Répartition décembre 2025 : Le Burida dévoile les chiffres et six années d’évolution soutenue

Dr Ehouman Maxim, Directeur de la Répartition, a dévoilé un état complet des montants distribués aux ayants droit.
Dr Ehouman Maxim, Directeur de la Répartition, a dévoilé un état complet des montants distribués aux ayants droit.
Dr Ehouman Maxim, Directeur de la Répartition, a dévoilé un état complet des montants distribués aux ayants droit.

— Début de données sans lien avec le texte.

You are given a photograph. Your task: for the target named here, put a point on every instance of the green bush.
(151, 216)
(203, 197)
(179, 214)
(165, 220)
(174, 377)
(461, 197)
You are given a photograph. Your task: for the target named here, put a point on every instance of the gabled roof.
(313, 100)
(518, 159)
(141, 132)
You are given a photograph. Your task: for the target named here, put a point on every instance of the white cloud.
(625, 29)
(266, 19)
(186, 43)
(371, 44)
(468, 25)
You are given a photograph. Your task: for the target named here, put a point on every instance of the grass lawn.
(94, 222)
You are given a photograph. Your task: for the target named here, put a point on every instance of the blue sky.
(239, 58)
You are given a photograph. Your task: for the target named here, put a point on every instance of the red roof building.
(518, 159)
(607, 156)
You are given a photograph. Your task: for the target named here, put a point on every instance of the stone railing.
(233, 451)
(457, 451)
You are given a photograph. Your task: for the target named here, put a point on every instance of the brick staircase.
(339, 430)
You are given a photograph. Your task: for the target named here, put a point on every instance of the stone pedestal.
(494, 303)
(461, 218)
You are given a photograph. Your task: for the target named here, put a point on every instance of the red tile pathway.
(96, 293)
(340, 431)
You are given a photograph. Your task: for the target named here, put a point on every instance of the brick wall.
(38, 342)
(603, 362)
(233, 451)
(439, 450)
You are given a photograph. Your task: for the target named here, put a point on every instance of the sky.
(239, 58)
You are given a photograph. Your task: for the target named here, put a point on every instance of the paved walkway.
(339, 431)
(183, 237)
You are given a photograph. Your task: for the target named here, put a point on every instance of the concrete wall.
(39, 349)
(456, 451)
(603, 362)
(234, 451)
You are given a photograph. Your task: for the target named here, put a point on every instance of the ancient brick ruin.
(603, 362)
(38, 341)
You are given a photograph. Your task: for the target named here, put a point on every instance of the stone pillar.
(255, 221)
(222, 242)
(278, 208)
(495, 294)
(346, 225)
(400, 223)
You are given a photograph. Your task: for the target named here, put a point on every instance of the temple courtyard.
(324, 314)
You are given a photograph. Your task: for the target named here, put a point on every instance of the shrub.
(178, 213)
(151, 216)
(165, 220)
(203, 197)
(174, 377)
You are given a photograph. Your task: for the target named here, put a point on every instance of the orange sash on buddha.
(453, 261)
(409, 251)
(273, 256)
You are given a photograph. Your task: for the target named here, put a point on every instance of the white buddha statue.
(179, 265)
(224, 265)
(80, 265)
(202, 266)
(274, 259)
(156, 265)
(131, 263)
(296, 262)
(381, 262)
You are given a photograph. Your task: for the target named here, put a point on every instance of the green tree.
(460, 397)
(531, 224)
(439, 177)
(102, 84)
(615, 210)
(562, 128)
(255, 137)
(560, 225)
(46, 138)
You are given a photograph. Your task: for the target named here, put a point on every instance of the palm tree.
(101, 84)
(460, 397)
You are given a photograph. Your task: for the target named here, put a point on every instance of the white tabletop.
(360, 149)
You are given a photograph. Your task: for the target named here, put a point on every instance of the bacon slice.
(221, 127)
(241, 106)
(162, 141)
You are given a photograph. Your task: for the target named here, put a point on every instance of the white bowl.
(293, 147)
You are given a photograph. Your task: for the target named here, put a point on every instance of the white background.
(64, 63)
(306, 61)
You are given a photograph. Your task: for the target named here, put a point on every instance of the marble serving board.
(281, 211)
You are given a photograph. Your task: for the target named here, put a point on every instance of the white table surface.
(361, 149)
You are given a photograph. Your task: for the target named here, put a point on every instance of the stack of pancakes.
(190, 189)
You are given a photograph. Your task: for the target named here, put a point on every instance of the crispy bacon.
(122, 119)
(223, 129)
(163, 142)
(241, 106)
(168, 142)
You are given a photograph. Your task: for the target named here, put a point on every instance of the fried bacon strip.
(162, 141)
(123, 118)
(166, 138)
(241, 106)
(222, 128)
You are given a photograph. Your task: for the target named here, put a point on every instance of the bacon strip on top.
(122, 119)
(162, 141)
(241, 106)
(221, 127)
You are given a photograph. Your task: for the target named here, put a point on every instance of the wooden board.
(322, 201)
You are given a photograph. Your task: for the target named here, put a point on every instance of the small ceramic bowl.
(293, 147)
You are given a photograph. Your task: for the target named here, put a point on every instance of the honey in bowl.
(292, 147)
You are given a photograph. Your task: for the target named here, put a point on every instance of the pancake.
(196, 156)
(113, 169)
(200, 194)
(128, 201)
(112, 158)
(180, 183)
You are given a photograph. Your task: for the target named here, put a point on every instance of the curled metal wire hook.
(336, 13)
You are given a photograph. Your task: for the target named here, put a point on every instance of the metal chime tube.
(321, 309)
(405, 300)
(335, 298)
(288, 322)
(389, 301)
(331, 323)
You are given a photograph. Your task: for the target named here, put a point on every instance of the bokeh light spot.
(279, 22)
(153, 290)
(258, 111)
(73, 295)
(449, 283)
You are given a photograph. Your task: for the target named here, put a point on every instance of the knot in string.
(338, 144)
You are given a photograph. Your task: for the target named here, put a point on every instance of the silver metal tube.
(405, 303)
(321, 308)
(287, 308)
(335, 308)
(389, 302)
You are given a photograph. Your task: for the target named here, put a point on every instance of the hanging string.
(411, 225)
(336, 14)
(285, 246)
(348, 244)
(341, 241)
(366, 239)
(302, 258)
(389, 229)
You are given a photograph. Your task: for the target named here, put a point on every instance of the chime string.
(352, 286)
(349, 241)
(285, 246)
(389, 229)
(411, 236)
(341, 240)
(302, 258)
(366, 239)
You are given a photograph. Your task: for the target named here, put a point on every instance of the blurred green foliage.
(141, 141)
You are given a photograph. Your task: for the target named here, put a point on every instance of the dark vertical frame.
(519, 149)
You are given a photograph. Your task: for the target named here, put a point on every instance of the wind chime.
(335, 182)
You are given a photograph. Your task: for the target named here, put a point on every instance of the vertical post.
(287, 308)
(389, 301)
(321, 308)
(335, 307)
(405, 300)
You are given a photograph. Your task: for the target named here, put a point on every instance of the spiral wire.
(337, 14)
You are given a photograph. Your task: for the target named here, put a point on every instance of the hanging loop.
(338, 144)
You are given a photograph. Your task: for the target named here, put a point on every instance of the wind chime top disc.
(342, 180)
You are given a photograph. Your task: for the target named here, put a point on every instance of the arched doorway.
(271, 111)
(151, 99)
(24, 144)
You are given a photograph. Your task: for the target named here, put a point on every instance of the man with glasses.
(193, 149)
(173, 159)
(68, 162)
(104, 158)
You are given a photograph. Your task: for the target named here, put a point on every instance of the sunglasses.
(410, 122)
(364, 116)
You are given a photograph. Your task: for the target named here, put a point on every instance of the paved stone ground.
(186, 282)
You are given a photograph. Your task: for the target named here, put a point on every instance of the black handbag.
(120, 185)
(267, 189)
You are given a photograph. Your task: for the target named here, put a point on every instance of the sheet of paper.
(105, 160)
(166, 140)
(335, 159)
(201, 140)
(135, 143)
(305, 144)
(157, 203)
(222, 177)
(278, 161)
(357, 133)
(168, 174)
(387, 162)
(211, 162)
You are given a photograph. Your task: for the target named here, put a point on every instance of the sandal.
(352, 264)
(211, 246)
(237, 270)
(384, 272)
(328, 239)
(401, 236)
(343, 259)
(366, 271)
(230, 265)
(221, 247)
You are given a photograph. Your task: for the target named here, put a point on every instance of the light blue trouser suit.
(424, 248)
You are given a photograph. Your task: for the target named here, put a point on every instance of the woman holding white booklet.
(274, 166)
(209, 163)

Répartition décembre 2025 : Le Burida dévoile les chiffres et six années d’évolution soutenue

Le 12/12/25 à 17:22
modifié 12/12/25 à 17:35
Le Bureau ivoirien du droit d’auteur (Burida) a animé, le vendredi 12 décembre 2025 à Cocody Angré 7ᵉ tranche, une conférence de presse consacrée à la répartition des droits d’auteur et droits voisins.

Trois points majeurs figuraient à l’ordre du jour : la répartition du 15 décembre 2025, l’état de l’assurance santé des créateurs pour l’année 2025, et la gestion des redevances durant la campagne des élections législatives.

2,5 milliards de FCFA répartis en décembre 2025

La répartition trimestrielle du 15 décembre 2025 s’élève à 2 525 376 157 FCFA, dont 1 604 445 140 FCFA pour les droits d’auteur, 920 931 017 FCFA pour les droits voisins.

Présentant ce premier volet, Dr Ehouman Maxim, Directeur de la Répartition, a dévoilé un état complet des montants distribués aux ayants droit. Cette répartition de fin d’année couvre l’ensemble des catégories artistiques, toutes les périodes d’exploitation ainsi que les différentes classes de répartition prévues par le règlement intérieur.

Il a également rappelé que les montants distribués incluent les droits collectés en Côte d'Ivoire, les droits étrangers reçus provenant des sociétés sœurs, ainsi que les droits étrangers envoyés aux ayants droits installés hors du pays.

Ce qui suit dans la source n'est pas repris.